I was, as my sons like to tell anyone who will listen, the mother who went to the library in advance of bad weather instead of the food store. So it’s not surprising that just before we closed the doors of John Jermain seven weeks ago today, I ran from my office to the upper stacks and grabbed two cookbooks: Cool Beans by Joe Yonan and Ancient Grains for Modern Meals by Maria Speck. They have stood me in good stead, even if most of my recipe-following lately is aspirational.
The beans and grains I already had in-house, thanks to my Norwegian sister-in-law who grew up on a small farm in southwestern Minnesota near the banks of the Yellow Medicine River. “You have to learn how to cook,” she told me when it was clear that I would be joining the family. I demurred—why bother, when I could go to her Saint Paul backyard and eat home-churned ice cream made from strawberries, milk, eggs, and honey all fresh from the farm. “I can teach you to make this,” she said after our first Christmas together when I discovered rommegraut, a pudding made from boiled cream topped with melted butter, cinnamon and sugar. Still I demurred—if I had to actually measure the butter in that transcendent dish, I knew I would never enjoy it as much again.
But somewhere mid-way between the time my sister-in-law first offered lessons, and the time I finally learned to cook, my husband and I found ourselves living in a small lake cabin heated only by wood, far from anything convenient, let alone a convenience store. It was there I learned the importance of knowing what weeds were safe to eat. (Right now, in Sag Harbor? Wild Mustard.) And I learned the importance of a pantry stocked with rice and beans. It was also there that I acquired my first cookbook, Favorite Recipes of Yellow Medicine Lutheran Church–from my sister-in-law, of course.

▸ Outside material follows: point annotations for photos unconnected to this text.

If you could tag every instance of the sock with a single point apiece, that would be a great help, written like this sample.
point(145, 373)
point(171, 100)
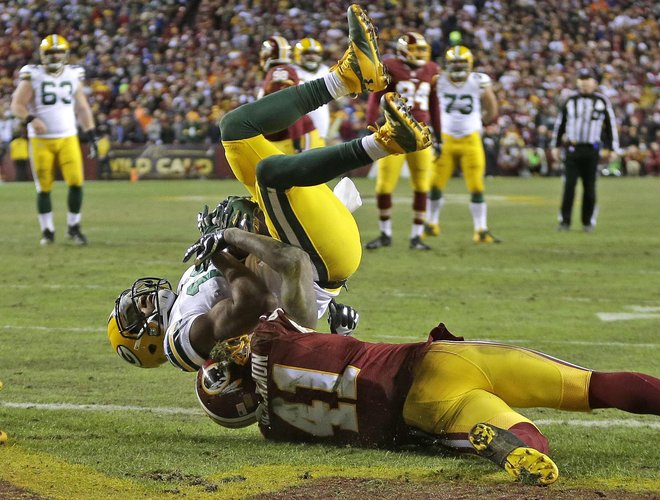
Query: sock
point(531, 436)
point(385, 226)
point(335, 85)
point(312, 167)
point(72, 219)
point(628, 391)
point(274, 112)
point(372, 148)
point(479, 216)
point(74, 199)
point(46, 221)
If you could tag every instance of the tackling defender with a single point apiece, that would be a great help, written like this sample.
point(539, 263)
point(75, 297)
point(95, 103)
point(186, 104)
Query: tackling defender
point(48, 99)
point(463, 94)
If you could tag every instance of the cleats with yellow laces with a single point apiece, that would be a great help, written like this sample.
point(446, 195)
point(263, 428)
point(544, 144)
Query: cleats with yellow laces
point(401, 133)
point(361, 67)
point(485, 236)
point(431, 229)
point(524, 464)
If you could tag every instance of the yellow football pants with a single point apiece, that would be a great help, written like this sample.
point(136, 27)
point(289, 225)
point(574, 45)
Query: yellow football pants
point(309, 217)
point(47, 154)
point(468, 152)
point(459, 384)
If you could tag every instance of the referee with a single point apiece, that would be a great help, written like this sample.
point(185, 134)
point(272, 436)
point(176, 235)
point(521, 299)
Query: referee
point(587, 120)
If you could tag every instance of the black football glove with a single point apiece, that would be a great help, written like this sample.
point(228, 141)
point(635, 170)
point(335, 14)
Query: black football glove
point(241, 212)
point(205, 247)
point(343, 319)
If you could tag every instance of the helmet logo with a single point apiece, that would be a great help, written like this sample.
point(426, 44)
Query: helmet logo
point(128, 355)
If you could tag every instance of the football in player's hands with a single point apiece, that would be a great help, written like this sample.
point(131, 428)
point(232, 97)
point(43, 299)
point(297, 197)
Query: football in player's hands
point(343, 319)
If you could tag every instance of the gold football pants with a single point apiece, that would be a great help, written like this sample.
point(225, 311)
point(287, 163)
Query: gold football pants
point(459, 384)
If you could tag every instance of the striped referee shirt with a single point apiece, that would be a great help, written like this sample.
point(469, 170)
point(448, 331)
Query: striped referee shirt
point(587, 119)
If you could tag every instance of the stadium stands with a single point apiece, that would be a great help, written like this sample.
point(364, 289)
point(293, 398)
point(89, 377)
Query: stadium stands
point(165, 71)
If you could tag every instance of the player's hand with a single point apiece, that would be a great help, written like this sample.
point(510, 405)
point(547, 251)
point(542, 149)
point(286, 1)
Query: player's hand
point(241, 212)
point(205, 247)
point(343, 319)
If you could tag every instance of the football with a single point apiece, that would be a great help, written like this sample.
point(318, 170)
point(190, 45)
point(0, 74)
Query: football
point(227, 393)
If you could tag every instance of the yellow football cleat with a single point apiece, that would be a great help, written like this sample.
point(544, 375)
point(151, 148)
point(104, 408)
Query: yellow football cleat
point(485, 236)
point(524, 464)
point(361, 67)
point(401, 133)
point(431, 229)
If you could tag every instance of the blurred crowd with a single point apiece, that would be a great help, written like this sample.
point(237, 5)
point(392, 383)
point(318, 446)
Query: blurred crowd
point(165, 71)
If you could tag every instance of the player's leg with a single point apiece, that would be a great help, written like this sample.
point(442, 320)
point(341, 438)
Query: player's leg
point(441, 172)
point(588, 172)
point(389, 170)
point(419, 164)
point(71, 165)
point(571, 169)
point(359, 70)
point(42, 162)
point(473, 163)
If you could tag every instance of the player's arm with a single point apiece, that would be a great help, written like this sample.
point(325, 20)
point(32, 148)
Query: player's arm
point(489, 105)
point(21, 99)
point(235, 315)
point(291, 263)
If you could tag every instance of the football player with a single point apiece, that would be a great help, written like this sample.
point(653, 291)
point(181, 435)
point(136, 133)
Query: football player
point(299, 208)
point(275, 60)
point(48, 99)
point(466, 100)
point(413, 76)
point(308, 57)
point(446, 391)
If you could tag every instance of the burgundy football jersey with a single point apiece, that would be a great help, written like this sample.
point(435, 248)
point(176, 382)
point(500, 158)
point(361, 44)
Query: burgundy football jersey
point(413, 83)
point(280, 77)
point(322, 387)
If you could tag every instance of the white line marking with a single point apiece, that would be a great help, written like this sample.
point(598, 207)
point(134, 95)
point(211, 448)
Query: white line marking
point(617, 422)
point(540, 341)
point(626, 316)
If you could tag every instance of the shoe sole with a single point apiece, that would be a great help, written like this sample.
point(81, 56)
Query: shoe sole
point(397, 112)
point(524, 464)
point(362, 35)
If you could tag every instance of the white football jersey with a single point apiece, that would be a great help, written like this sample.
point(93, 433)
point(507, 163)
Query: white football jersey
point(320, 116)
point(460, 104)
point(53, 100)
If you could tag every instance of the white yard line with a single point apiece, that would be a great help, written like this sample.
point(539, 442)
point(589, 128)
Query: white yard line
point(617, 422)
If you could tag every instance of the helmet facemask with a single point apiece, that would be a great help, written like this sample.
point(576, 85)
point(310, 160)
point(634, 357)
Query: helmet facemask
point(144, 308)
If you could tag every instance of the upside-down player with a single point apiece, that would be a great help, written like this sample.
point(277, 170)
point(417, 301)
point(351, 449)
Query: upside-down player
point(299, 208)
point(413, 75)
point(308, 57)
point(48, 99)
point(466, 99)
point(302, 386)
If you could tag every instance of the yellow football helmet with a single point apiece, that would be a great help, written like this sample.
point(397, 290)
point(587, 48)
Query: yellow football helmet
point(275, 50)
point(413, 48)
point(308, 54)
point(54, 52)
point(459, 61)
point(139, 320)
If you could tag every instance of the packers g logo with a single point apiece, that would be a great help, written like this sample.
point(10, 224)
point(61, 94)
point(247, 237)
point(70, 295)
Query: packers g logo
point(127, 355)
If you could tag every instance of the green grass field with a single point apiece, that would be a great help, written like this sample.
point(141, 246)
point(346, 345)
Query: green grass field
point(84, 424)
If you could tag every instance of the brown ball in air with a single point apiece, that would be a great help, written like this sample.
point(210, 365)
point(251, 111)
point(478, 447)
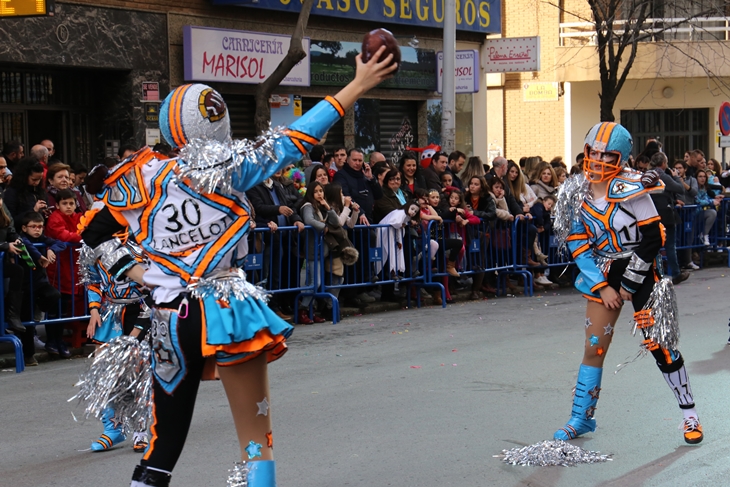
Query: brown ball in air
point(380, 37)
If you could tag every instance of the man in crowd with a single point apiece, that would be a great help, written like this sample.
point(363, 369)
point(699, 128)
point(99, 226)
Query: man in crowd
point(269, 203)
point(499, 170)
point(126, 150)
point(356, 179)
point(315, 156)
point(48, 144)
point(432, 174)
point(687, 198)
point(665, 203)
point(456, 163)
point(340, 158)
point(695, 162)
point(13, 152)
point(3, 173)
point(376, 157)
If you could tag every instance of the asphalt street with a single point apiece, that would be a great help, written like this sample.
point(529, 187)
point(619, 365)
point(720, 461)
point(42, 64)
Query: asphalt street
point(420, 397)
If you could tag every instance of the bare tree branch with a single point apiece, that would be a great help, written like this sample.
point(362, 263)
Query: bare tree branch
point(295, 54)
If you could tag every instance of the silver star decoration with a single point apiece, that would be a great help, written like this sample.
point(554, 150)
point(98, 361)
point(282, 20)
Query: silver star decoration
point(263, 407)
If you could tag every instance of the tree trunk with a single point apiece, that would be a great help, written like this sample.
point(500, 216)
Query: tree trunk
point(295, 54)
point(608, 99)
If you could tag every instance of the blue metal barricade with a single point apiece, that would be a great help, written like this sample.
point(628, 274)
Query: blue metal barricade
point(389, 255)
point(4, 335)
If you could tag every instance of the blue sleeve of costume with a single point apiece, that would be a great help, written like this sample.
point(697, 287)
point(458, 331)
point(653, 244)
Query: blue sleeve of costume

I don’t cook from that book much any more, except for the rommegraut, which I had to make for myself once I moved here. But in early March, when John Jermain patron Robert Browngardt donated a collection of East End church cookbooks to the library archives, I had a nearly-Proustian memory of all those canned-soup casseroles from the early years of my marriage (if canned soup and Proustian can take up space in a single sentence). So while we’ve been “sheltering in place” I’ve kept the book open on my kitchen counter. Not so much to follow the recipes, but to feel again my sister-in–law’s hands on mine as she taught me to roll lefse so thin you could see through it. And to remember, always, the gift she gave me “with love, and floury hands,” which is how she inscribed the book.
Her words are a reminder, as we eat our quarantine meals in relative solitude, that however far away we are from family and friends right now, the recipes we cook connect us to their love. So to Eunice Sandell and Robert Browngardt—thank you. And to all of you who have kept in touch, and sent your love to our library—what are you cooking now?